Another obstacle to increased adoption of strain echo lies in the training that teams need to perform strain studies and analyze the data they generate. While vendors offer training, a significant learning curve has been associated with left ventricle strain analysis in particular because of the user intervention needed to place the sample volume, Thomas says. Other contributors to the steep learning curve include mastering how to make manual adjustments to the region of interest and timing when to begin and end speckle tracking. One study found it takes training on at least 50 studies for a physician to achieve competency in interpreting strain echo studies (J Am Soc Echocardiogr 2017;11:1081-90). 

Still, the technology is getting easier to master as “contemporary” equipment becomes available, Thomas says. He notes various features that “automatically” place sample volumes, allowing strain to be calculated with minimal user intervention; “tweak” regions of interest; and handle tracking timing. 

Bigger than cost and educational hurdles are clinical and technical drawbacks that even the technology's proponents acknowledge are true obstacles to adoption. On the clinical side, a multitude of factors could impact GLS values, according to Klein. Various studies have indicated that patient age, sex, race, ethnicity, and nationality rank among these factors, he says. Other variables may include hemodynamics; cardiovascular risk factors, such as hypertension, obesity and diabetes; pregnancy; and, in children, dyslipidemia. 

Further, sources told CVB, there’s too much variation in how the modules from different vendors perform, particularly with tracking the myocardium through the cardiac cycle. In some cases, poor image quality can make the tracking difficult, if not impossible. Artifacts also can make it a challenge to track speckle patterns, and foreshortened images may reveal inaccurate strain values.

Reinforcing the idea that not all technology is created equal are vendor-specific variations in how GLS values are calculated from segmental values. Cross-platform values aren’t necessarily interchangeable, Klein says. Consequently, physicians may struggle to draw conclusions if a patient isn’t always tested on the same equipment or with the same software. The European Association of Cardiovascular Imaging (EACVI)/ASE  Inter-vendor Comparison Study illustrated this point. When 62  volunteers had strain echo performed under optimized conditions using machines provided by seven different vendors, absolute GLS values varied from -18 percent to -21.5 percent with absolute differences among vendors of up to 3.7 percent strain units (J Am Soc Echocardiogr 2015;26:185-91). 

Overcoming the obstacles 

The Strain Standardization Task Force, an entity created by the EACVI and ASE in 2010 that now also has vendor members, is developing standards aimed at resolving the variation among strain modules. “The more uniformity we see, the greater the clinical appeal of strain echocardiography will be because we can be more certain that assessments from one module are consistent with assessments from another,” Thomas says. 

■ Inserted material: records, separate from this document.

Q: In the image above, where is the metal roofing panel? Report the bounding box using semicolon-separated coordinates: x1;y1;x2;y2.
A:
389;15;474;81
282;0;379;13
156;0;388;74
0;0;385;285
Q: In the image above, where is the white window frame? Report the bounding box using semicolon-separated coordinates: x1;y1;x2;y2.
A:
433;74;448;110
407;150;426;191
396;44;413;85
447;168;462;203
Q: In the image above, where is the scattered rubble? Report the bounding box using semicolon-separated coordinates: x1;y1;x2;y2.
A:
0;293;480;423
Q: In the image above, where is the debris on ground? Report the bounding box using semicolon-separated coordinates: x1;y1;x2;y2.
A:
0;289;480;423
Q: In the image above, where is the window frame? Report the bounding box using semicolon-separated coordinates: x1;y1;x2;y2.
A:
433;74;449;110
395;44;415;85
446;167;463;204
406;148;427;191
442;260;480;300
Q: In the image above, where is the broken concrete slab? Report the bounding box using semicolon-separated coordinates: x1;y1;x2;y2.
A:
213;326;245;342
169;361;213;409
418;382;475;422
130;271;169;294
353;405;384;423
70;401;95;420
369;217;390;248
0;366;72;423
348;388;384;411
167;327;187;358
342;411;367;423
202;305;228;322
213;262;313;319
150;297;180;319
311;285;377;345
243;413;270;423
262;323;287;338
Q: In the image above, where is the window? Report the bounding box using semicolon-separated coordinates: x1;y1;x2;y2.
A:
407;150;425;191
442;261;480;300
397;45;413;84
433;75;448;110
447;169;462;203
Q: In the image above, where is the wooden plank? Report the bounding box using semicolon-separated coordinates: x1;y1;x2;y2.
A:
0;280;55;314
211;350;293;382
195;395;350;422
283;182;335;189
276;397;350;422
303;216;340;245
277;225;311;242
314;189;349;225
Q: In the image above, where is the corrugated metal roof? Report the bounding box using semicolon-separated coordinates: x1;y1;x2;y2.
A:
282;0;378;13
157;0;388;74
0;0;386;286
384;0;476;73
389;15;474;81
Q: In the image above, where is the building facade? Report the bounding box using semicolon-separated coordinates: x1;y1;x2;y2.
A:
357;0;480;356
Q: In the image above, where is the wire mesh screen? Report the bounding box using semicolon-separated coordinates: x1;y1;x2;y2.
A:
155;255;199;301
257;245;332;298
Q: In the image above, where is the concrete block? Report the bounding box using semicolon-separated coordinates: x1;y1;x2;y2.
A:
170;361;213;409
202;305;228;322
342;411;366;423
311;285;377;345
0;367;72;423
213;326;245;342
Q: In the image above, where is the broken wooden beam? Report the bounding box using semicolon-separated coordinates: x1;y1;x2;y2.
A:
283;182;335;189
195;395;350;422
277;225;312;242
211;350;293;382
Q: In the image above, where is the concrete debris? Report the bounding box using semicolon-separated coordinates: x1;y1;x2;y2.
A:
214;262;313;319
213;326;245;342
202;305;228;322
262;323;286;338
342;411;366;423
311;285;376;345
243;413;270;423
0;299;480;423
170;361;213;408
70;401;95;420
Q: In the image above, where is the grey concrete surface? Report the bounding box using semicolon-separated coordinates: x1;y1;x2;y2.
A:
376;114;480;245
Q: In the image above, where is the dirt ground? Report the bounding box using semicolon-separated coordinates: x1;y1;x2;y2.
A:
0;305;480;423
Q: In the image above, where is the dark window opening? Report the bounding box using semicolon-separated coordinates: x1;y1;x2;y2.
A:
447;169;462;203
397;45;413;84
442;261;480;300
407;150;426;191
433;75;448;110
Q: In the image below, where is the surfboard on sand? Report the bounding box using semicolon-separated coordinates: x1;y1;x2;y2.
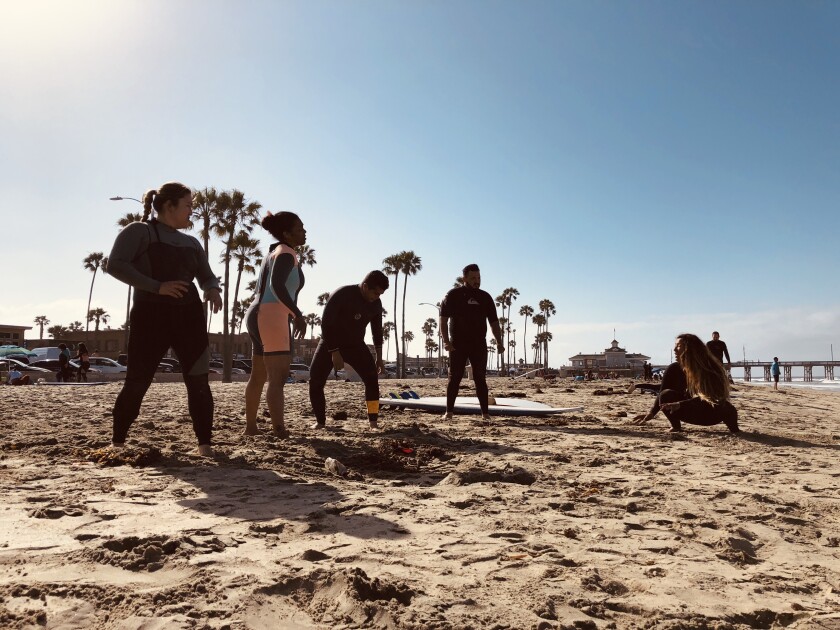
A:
379;396;583;416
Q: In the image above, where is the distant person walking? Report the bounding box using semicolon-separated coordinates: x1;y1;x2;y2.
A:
108;182;222;457
440;264;505;420
75;343;90;383
770;357;781;389
634;333;740;433
309;271;389;429
245;212;306;437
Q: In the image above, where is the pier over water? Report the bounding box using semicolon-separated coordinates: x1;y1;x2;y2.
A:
725;361;840;383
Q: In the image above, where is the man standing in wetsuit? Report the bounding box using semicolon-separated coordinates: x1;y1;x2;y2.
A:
706;331;732;363
440;264;505;420
309;271;389;429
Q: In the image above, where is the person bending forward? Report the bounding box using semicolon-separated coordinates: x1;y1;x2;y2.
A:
309;271;389;429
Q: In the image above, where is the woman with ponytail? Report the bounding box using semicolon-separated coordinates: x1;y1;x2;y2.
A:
635;333;740;433
108;182;222;457
245;212;306;437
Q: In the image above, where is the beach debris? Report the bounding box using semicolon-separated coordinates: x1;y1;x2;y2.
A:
324;457;347;477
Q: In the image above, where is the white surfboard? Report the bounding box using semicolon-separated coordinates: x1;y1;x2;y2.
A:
379;396;583;416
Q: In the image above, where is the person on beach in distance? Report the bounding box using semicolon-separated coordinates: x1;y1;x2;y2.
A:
108;182;222;457
309;271;389;429
75;343;90;383
634;333;740;433
245;212;306;437
770;357;781;390
440;264;505;420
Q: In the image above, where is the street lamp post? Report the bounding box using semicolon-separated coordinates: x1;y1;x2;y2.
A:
418;302;443;378
109;197;143;353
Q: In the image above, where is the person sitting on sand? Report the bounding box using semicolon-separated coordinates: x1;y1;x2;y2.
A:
245;212;306;437
634;333;740;433
309;271;389;429
108;182;222;457
9;367;29;385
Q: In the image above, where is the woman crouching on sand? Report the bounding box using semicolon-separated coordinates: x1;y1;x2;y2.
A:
634;333;740;433
108;182;222;457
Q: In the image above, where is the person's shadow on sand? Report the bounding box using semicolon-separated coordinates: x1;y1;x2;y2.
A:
159;466;407;539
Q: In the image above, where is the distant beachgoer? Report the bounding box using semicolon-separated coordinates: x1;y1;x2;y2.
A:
75;343;90;383
440;264;505;420
309;271;389;429
9;366;29;385
770;357;781;389
108;182;222;457
245;212;306;437
634;334;740;433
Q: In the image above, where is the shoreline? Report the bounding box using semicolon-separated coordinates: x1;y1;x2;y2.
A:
0;378;840;630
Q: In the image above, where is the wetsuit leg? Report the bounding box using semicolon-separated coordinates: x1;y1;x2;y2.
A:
341;344;379;423
309;342;333;424
446;347;469;413
170;302;213;446
469;341;489;415
113;302;170;444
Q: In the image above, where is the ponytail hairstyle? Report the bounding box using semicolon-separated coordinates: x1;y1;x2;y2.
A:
143;182;192;223
677;333;729;405
260;212;300;245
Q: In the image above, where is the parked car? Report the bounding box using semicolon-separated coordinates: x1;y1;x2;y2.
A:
289;363;309;383
210;361;247;374
0;357;52;372
29;359;78;378
160;357;181;372
89;357;128;374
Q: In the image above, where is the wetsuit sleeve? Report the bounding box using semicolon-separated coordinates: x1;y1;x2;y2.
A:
321;290;343;352
107;223;161;293
370;300;383;349
192;236;221;291
271;254;302;317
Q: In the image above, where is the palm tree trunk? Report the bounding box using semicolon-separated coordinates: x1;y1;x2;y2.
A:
85;269;96;343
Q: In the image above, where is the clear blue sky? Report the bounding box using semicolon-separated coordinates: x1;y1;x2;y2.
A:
0;0;840;365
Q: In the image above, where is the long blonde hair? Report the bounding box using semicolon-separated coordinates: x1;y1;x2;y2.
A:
677;333;729;405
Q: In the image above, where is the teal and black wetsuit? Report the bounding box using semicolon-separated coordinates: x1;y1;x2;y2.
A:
107;220;219;444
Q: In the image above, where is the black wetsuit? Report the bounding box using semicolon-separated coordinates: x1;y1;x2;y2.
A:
706;339;732;363
648;362;739;433
309;284;382;424
108;220;219;445
440;286;499;414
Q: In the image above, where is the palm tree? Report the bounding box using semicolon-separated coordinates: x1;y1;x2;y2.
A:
47;324;69;339
82;252;108;340
88;306;110;332
382;322;394;361
306;313;321;339
382;252;405;374
33;315;50;339
519;304;534;366
230;230;262;334
295;245;318;267
403;330;414;370
400;251;423;378
117;212;143;349
211;189;262;383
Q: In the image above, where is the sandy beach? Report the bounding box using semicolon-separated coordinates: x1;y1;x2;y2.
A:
0;379;840;630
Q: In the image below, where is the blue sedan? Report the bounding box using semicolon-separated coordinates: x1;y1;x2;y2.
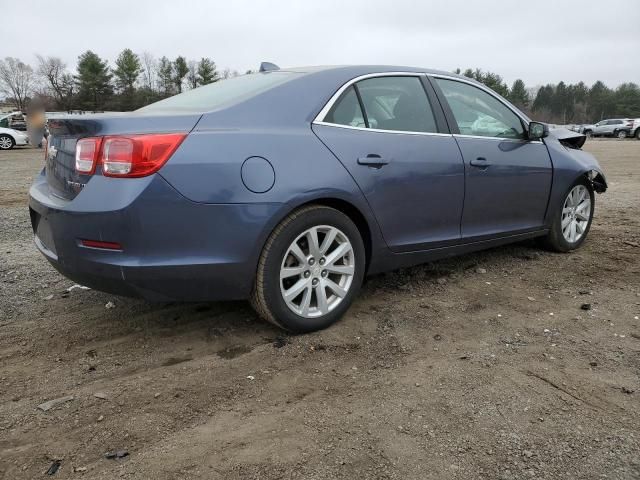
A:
30;64;607;332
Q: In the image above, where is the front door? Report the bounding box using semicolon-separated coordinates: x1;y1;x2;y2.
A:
435;78;553;241
313;75;464;252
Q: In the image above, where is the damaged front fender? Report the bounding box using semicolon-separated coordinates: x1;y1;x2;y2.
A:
544;128;607;193
543;129;607;225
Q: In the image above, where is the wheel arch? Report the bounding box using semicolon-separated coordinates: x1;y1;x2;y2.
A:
256;194;379;274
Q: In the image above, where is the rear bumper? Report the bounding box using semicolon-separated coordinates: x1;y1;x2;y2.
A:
29;174;281;301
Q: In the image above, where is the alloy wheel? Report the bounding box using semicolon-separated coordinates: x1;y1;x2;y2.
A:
0;137;13;150
280;225;356;318
561;185;591;243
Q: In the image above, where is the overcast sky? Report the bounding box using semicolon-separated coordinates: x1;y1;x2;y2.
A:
0;0;640;86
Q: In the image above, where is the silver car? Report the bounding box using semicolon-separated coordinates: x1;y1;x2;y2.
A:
584;118;633;138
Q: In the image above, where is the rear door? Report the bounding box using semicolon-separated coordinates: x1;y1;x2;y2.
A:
435;77;553;241
313;73;464;252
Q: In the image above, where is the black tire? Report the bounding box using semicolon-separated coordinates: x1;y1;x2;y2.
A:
541;177;595;253
251;205;366;333
0;134;16;150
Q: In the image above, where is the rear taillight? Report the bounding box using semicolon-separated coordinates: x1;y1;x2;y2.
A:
76;137;102;175
76;133;187;178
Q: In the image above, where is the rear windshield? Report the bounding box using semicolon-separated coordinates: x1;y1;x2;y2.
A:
136;71;299;113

As for clinical variables, Klein expects these issues will be smoothed out as researchers dig into how to account for such unavoidable factors and professional groups like ASE and the American College of Cardiology (ACC) publish practice guidelines. In the meantime, he says, ASE is recommending patients have strain echocardiography prior to chemotherapy and, depending on the agent, at three- and six-month intervals during their treatment. The current chamber quantification guidelines don’t specifically recommend strain echo but rather identify it as an important adjunct to ejection fraction. 

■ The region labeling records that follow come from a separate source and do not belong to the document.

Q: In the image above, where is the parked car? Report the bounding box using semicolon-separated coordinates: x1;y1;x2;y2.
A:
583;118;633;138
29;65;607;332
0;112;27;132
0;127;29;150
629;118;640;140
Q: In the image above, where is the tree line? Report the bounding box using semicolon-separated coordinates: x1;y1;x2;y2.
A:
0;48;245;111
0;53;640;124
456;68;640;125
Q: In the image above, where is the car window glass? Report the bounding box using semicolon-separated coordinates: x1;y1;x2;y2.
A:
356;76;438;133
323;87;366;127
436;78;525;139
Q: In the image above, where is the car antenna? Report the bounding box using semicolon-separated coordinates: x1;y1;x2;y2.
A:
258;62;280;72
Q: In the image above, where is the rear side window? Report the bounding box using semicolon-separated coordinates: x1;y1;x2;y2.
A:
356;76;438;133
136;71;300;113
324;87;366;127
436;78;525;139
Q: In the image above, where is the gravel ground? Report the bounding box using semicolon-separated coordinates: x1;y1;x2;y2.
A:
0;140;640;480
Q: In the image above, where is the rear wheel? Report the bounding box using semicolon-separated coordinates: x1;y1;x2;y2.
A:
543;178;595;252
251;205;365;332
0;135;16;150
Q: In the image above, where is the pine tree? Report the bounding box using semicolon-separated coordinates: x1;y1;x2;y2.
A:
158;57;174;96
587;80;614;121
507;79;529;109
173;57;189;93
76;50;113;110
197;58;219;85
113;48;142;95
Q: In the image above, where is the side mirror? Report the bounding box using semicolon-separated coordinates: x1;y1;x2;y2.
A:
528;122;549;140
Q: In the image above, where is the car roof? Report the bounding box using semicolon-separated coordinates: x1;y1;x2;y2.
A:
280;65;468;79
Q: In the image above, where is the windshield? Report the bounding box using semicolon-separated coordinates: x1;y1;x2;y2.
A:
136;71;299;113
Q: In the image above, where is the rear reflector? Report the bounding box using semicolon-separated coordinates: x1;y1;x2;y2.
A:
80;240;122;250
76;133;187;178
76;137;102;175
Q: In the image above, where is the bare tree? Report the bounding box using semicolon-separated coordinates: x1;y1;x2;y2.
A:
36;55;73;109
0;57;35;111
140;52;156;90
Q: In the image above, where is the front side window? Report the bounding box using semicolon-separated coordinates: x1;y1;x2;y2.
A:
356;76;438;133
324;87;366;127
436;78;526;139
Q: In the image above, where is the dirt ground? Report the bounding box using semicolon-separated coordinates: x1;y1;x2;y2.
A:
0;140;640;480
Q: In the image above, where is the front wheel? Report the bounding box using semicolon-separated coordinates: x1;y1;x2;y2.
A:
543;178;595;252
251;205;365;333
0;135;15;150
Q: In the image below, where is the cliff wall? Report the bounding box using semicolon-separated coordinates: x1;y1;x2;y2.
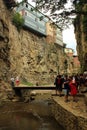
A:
0;0;64;85
75;4;87;72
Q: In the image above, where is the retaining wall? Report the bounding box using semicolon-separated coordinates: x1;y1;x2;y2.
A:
51;100;87;130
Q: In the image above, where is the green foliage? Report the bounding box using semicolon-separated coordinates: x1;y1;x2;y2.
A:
12;13;24;31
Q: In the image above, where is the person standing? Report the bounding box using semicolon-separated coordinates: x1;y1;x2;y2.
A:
16;76;20;86
64;75;70;102
69;77;78;102
54;75;63;96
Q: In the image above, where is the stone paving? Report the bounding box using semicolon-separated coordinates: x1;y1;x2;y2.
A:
30;90;87;118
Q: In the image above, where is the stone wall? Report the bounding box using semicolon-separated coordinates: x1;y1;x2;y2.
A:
51;101;87;130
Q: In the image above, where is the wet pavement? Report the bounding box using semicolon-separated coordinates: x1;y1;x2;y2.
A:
0;93;64;130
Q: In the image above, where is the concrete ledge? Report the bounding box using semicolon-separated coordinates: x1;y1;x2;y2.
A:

“It will be a matter of time that ACC will incorporate strain into its guidelines,” predicts Klein, who is a member of the college’s imaging council. He also expects the Intersocietal Accreditation Commission—which currently deems strain echo an optional best practice—eventually will make the modality standard “as more sonographers are trained to utilize strain and more physicians are able to interpret it.”

Thomas also anticipates wider acceptance. He expects the modality will continue to attract more attention and adoption will follow. “There may be glitches along the way,” he says, “but strain echocardiography is here to stay.”